False Sense of Security: Leveraging XAI to Analyze the Reasoning and True Performance of Context-less DGA Classifiers

TL;DR

This paper uses explainable AI to analyze and improve the reasoning of DGA classifiers, revealing biases that inflate performance metrics and developing a bias-free, context-aware detection system with comparable accuracy.

Contribution

It introduces a method to analyze biases in deep learning DGA classifiers using XAI, and designs a context-aware system that maintains high detection rates without these biases.

Findings

Biases significantly inflate classifier performance metrics.

Eliminating biases reduces detection accuracy.

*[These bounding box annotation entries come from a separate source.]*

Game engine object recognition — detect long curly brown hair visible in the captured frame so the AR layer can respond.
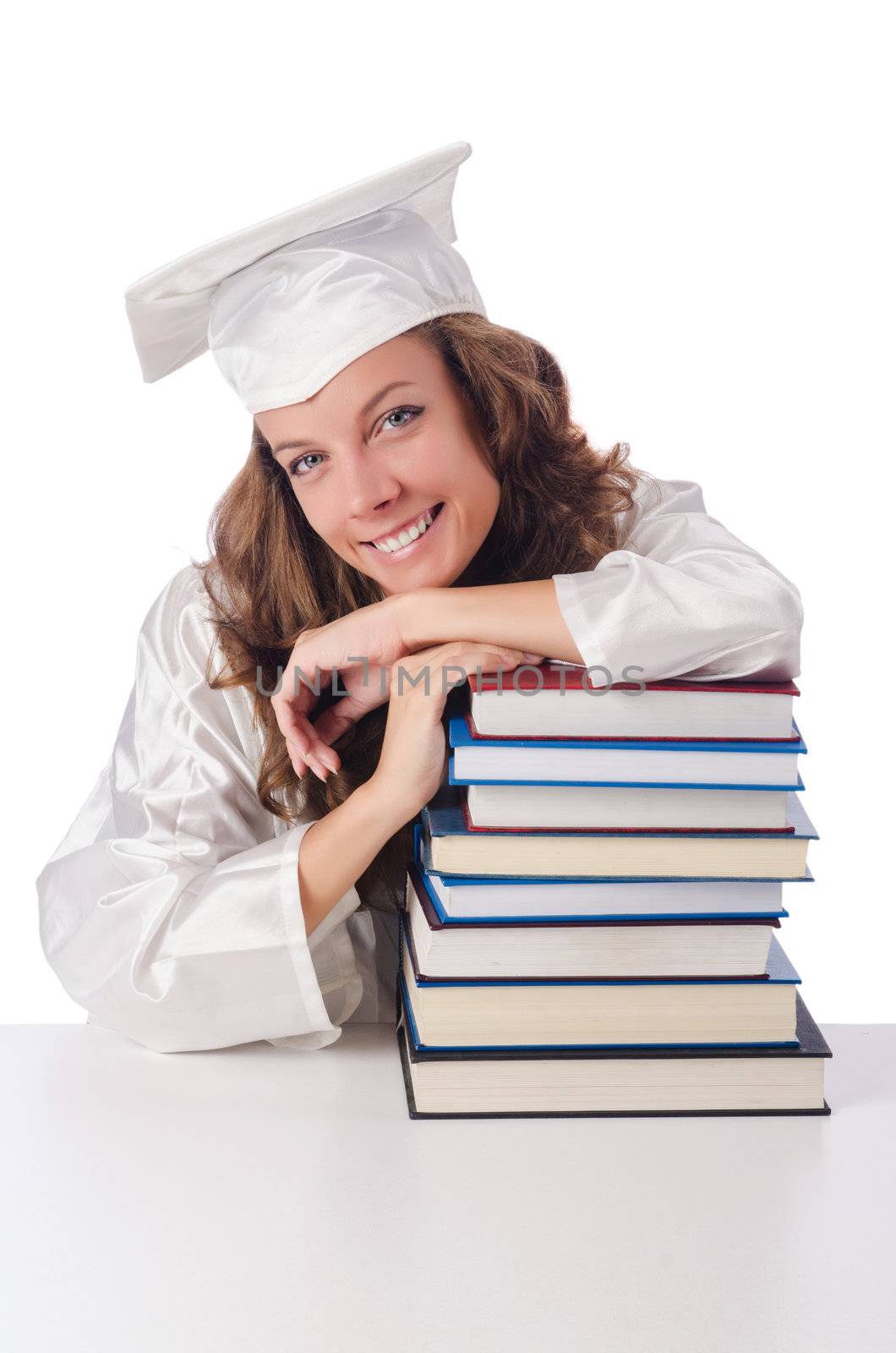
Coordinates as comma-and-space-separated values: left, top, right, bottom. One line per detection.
194, 313, 650, 909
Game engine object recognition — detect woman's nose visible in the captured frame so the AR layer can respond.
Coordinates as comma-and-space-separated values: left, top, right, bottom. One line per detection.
344, 449, 401, 517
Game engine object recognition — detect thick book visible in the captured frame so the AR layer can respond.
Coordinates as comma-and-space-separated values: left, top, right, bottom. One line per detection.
399, 911, 800, 1049
421, 786, 817, 879
468, 663, 800, 739
405, 864, 781, 981
448, 759, 803, 830
448, 706, 806, 789
396, 983, 831, 1118
414, 824, 815, 924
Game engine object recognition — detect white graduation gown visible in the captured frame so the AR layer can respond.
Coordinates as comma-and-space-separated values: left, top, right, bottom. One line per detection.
36, 479, 803, 1053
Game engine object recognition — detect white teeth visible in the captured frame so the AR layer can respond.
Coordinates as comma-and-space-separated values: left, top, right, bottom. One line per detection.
374, 512, 433, 555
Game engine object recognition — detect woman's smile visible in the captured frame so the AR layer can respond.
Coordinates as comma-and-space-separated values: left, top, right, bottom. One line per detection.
256, 334, 500, 594
363, 502, 445, 564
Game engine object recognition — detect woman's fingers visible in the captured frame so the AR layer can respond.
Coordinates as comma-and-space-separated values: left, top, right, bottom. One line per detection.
314, 655, 389, 752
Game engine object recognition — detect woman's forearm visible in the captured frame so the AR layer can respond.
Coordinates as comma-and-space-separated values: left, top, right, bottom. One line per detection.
299, 780, 403, 935
406, 578, 583, 663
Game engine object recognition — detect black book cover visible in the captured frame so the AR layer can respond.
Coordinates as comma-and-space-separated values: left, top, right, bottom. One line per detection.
396, 983, 833, 1118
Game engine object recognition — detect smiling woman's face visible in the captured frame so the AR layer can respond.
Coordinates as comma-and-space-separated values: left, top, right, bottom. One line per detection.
254, 334, 500, 594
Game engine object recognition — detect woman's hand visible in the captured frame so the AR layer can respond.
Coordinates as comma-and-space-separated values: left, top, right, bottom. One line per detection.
367, 640, 536, 830
270, 579, 546, 780
270, 597, 410, 780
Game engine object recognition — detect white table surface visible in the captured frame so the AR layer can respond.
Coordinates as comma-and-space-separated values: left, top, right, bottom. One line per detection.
0, 1024, 896, 1353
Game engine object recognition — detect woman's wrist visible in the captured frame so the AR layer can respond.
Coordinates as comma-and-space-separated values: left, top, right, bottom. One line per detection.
396, 578, 583, 663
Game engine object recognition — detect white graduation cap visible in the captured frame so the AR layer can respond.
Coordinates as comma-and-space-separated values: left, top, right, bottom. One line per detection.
124, 140, 486, 414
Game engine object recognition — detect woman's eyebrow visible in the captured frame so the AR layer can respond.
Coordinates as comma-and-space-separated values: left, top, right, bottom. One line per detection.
273, 381, 414, 456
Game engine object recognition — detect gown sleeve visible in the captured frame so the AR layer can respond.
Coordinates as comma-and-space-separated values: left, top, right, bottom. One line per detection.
554, 478, 803, 682
36, 567, 363, 1053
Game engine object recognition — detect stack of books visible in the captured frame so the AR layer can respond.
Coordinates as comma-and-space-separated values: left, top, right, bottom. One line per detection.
396, 663, 831, 1118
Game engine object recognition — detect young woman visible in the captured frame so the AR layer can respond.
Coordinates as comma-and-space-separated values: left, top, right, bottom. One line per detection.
38, 144, 801, 1051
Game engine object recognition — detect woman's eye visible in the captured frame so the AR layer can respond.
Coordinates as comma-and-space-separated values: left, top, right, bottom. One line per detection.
383, 404, 423, 429
290, 451, 324, 475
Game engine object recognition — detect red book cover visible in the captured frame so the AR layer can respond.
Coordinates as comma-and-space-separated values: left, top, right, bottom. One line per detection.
463, 715, 800, 747
459, 785, 796, 836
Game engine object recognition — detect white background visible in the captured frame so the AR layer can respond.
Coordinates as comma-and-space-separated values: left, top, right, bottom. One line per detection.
0, 0, 896, 1022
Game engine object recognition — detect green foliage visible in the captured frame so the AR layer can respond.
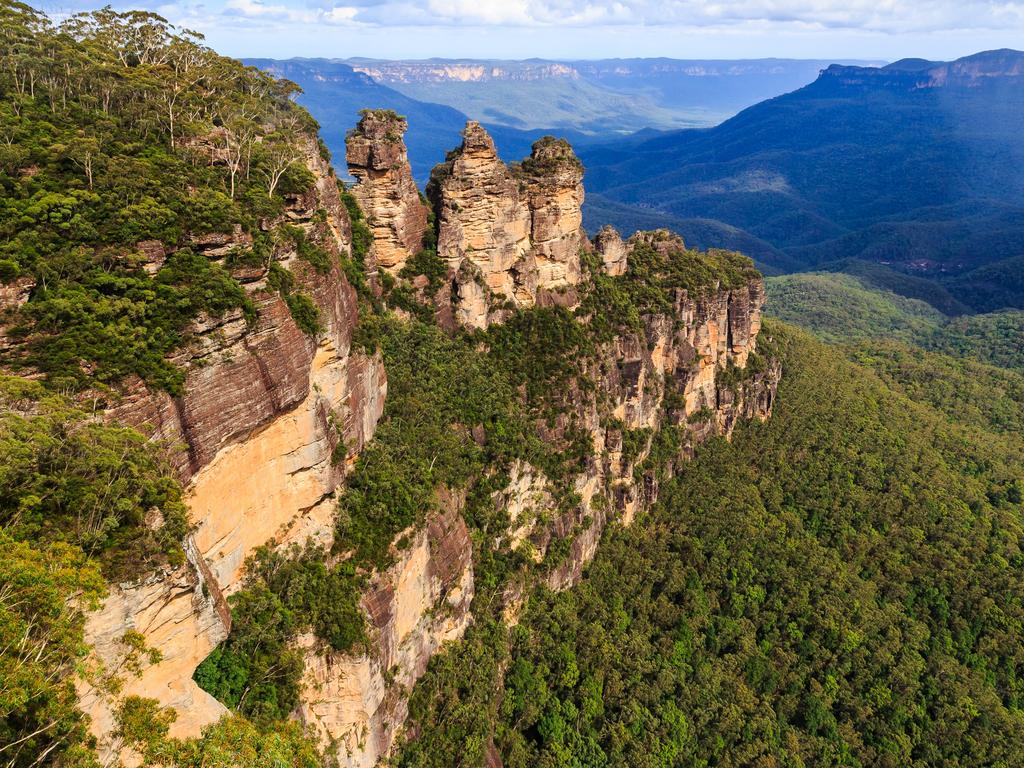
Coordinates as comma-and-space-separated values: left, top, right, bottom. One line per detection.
10, 249, 255, 394
578, 229, 758, 341
768, 273, 1024, 371
0, 527, 105, 768
0, 3, 323, 394
0, 377, 187, 581
767, 272, 945, 343
117, 696, 324, 768
286, 226, 332, 274
194, 544, 366, 723
285, 292, 324, 336
398, 325, 1024, 768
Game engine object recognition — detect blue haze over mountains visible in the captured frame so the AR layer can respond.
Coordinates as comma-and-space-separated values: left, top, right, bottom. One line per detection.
249, 50, 1024, 314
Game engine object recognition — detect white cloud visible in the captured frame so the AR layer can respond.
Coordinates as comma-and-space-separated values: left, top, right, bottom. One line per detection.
284, 0, 1024, 33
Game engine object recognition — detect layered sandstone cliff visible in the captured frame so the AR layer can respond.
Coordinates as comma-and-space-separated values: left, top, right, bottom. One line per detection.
80, 138, 387, 753
427, 121, 589, 328
82, 113, 779, 768
345, 110, 427, 272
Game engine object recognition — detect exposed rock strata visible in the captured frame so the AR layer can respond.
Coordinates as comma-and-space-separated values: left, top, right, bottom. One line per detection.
345, 110, 427, 272
299, 493, 473, 768
427, 121, 589, 328
75, 119, 779, 768
80, 134, 387, 755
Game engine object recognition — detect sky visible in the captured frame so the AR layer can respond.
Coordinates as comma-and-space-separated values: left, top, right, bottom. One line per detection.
37, 0, 1024, 60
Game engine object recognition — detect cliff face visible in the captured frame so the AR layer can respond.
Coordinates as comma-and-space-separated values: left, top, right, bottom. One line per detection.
427, 121, 589, 328
80, 134, 387, 754
80, 113, 779, 768
298, 490, 474, 768
345, 110, 427, 272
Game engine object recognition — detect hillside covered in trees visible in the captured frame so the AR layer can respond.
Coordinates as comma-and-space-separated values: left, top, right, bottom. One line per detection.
0, 0, 1024, 768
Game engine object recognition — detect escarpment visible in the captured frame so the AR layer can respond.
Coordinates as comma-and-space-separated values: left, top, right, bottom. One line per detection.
345, 110, 427, 273
80, 137, 387, 753
81, 112, 780, 768
427, 121, 590, 328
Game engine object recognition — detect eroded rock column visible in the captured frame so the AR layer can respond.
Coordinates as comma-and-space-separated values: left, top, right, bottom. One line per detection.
345, 110, 427, 273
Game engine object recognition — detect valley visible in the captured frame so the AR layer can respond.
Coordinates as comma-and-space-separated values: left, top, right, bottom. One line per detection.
0, 0, 1024, 768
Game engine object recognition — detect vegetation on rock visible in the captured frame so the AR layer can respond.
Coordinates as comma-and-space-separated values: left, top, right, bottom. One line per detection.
397, 326, 1024, 768
0, 1, 315, 393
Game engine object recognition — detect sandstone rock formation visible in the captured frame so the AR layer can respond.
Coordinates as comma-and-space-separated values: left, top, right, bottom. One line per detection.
80, 113, 780, 768
299, 490, 474, 768
427, 121, 589, 328
594, 224, 629, 278
80, 138, 387, 755
345, 110, 427, 273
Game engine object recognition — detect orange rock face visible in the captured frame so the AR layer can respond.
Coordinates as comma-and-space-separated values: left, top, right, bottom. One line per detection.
345, 110, 427, 273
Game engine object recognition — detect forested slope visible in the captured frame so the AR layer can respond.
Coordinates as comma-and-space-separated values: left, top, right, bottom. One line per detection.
391, 324, 1024, 766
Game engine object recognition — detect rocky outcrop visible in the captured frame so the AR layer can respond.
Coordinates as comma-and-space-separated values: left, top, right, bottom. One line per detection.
299, 492, 473, 768
345, 110, 427, 273
503, 260, 781, 593
594, 224, 629, 278
80, 113, 779, 768
80, 132, 387, 755
427, 121, 589, 328
516, 136, 588, 291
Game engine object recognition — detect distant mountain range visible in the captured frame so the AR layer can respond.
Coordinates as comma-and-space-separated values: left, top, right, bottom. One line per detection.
245, 58, 876, 183
345, 58, 868, 134
581, 50, 1024, 310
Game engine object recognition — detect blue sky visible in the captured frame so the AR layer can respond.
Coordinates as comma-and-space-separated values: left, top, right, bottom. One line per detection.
41, 0, 1024, 59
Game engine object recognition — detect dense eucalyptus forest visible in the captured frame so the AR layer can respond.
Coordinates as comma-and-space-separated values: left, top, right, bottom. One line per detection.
0, 0, 1024, 768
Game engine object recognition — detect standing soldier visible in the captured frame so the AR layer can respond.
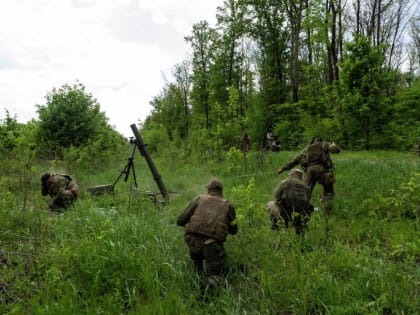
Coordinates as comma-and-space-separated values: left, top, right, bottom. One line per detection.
41, 173, 79, 211
176, 179, 238, 287
277, 136, 335, 214
267, 168, 314, 234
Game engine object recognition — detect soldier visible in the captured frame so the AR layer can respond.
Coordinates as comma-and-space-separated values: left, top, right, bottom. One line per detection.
267, 168, 314, 234
277, 136, 335, 214
41, 173, 79, 211
176, 179, 238, 287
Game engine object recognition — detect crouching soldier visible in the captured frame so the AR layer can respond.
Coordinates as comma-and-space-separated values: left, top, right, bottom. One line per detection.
176, 179, 238, 287
41, 173, 79, 211
267, 168, 314, 234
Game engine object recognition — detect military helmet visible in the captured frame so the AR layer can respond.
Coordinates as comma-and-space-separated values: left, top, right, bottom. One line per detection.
309, 136, 323, 144
207, 178, 223, 191
289, 168, 303, 179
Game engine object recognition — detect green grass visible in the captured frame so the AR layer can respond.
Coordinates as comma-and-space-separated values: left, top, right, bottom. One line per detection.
0, 151, 420, 314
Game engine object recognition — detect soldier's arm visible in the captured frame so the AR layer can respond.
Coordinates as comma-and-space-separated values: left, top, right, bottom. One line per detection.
228, 203, 238, 235
176, 196, 200, 226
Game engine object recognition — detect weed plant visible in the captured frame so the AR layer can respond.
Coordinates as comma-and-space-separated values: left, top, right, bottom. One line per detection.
0, 149, 420, 314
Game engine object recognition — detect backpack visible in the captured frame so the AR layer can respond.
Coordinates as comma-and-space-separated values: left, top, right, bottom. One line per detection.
306, 142, 332, 168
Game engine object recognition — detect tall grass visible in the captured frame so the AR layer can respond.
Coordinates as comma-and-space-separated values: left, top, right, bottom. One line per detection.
0, 152, 420, 314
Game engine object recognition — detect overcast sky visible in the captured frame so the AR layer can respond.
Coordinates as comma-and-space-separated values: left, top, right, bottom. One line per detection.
0, 0, 223, 136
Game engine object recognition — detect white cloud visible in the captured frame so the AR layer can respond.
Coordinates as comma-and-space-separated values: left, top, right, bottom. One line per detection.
0, 0, 218, 135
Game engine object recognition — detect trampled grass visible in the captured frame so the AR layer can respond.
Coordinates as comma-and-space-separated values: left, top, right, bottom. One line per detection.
0, 151, 420, 314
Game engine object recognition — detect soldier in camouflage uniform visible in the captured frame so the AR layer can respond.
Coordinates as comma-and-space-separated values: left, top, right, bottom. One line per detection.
277, 136, 335, 213
267, 168, 314, 234
176, 179, 238, 286
41, 173, 79, 211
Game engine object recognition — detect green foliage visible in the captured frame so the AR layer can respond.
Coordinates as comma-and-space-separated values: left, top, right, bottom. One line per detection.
0, 148, 420, 315
37, 83, 116, 156
342, 36, 392, 150
369, 173, 420, 221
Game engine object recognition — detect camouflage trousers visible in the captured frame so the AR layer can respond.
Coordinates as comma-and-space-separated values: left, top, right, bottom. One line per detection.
184, 234, 227, 284
267, 201, 313, 234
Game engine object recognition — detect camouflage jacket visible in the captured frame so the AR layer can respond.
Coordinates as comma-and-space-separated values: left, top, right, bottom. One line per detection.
176, 194, 238, 242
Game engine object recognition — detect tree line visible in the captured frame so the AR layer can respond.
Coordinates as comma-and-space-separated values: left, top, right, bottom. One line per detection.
142, 0, 420, 150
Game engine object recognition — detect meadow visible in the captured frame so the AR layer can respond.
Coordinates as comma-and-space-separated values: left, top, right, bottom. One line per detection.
0, 148, 420, 314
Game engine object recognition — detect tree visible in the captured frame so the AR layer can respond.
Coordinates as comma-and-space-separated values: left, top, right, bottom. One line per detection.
185, 21, 217, 128
342, 36, 389, 150
36, 82, 111, 157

A bias-free, context-aware system achieves similar detection rates.

Abstract

The problem of revealing botnet activity through Domain Generation Algorithm (DGA) detection seems to be solved, considering that available deep learning classifiers achieve accuracies of over 99.9%. However, these classifiers provide a false sense of security as they are heavily biased and allow for trivial detection bypass. In this work, we leverage explainable artificial intelligence (XAI) methods to analyze the reasoning of deep learning classifiers and to systematically reveal such biases. We show that eliminating these biases from DGA classifiers considerably deteriorates their performance. Nevertheless we are able to design a context-aware detection system that is free of the identified biases and maintains the detection rate of state-of-the art deep learning classifiers. In this context, we propose a visual analysis system that helps to better understand a classifier's reasoning, thereby increasing trust in and transparency of detection methods and facilitating decision-making.